Figures 2 and 3 show bar graphs of the root mean square of trefoil (Z 3 −3 , Z 3 3 ), coma (Z 3 −1 , Z 3 1 ), tetrafoil (Z 4 −4 , Z 4 4 ), secondary astigmatism (Z 4 −2 , Z 4 2 ), and spherical aberration (Z 4 0 ) for both conventional and Hole ICLs and all conditions at 3-mm and 4.5-mm pupils, respectively. All ICLs evaluated had negative values of spherical aberration, which increases with the ICL power. We did not find statistically significant differences at any Zernike coefficient root mean square values evaluated between conventional and Hole ICLs at any ICL powers and for both pupils ( P > .05). Regarding the effect of decentering, we only found statistically significant differences in coma aberration between the centered position and both degrees of decentering for all ICLs and pupils evaluated ( P < .05). Coma aberration increased with ICL decentration; this increment was greater for higher ICL powers and pupil sizes. No statistically significant differences were found in other Zernike coefficient root mean square values evaluated between centered and decentered positions for any ICLs and pupils evaluated ( P > .05).

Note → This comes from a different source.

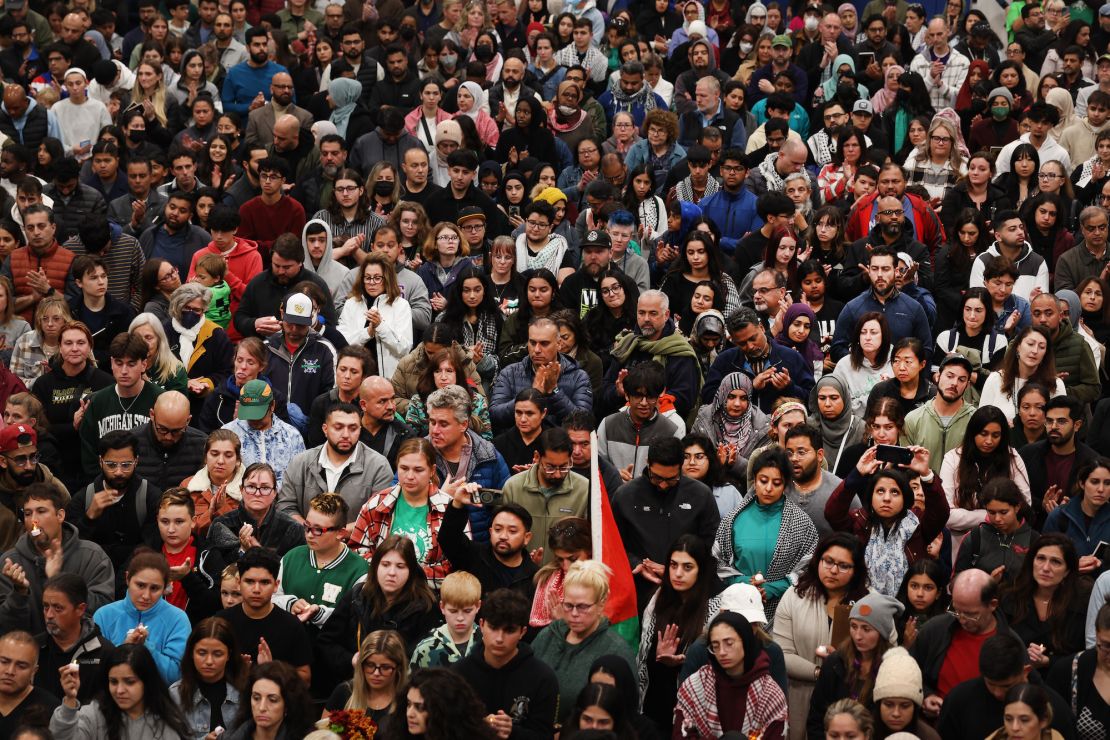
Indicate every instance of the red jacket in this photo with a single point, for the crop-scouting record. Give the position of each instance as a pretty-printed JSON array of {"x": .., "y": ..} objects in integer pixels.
[{"x": 927, "y": 225}]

Figure 4 shows bar graphs of total root mean square for each ICL evaluated and all conditions at 3-mm and 4.5-mm pupil. No statistically significant differences were found between conventional and Hole ICLs at any refractive power and pupil diameter ( P < .05). In relation to the effect of decentering on both types of ICLs, for a 3-mm pupil, we found statistically significant differences only between centered and 0.6 mm of decentering for −12 D ( P < .05). At 4.5-mm pupil, statistically significant differences were found between centered position and 0.6 mm decentering for all ICLs evaluated ( P < .05).
Figure 5 shows the images of PSFs computed from the wavefront aberrations of the ICLs evaluated and for different degrees of decentering at 4.5-mm pupil. The differences between these images were minimal; a slightly greater spread-out can be observed at conventional and Hole −12 D ICLs in relation to lower-power ICLs because of the effect of spherical aberration increment with the refractive power. The corresponding simulated retinal images are shown in Figure 6 ; as expected, they did not show differences between conventional and Hole ICLs for any refractive power and position.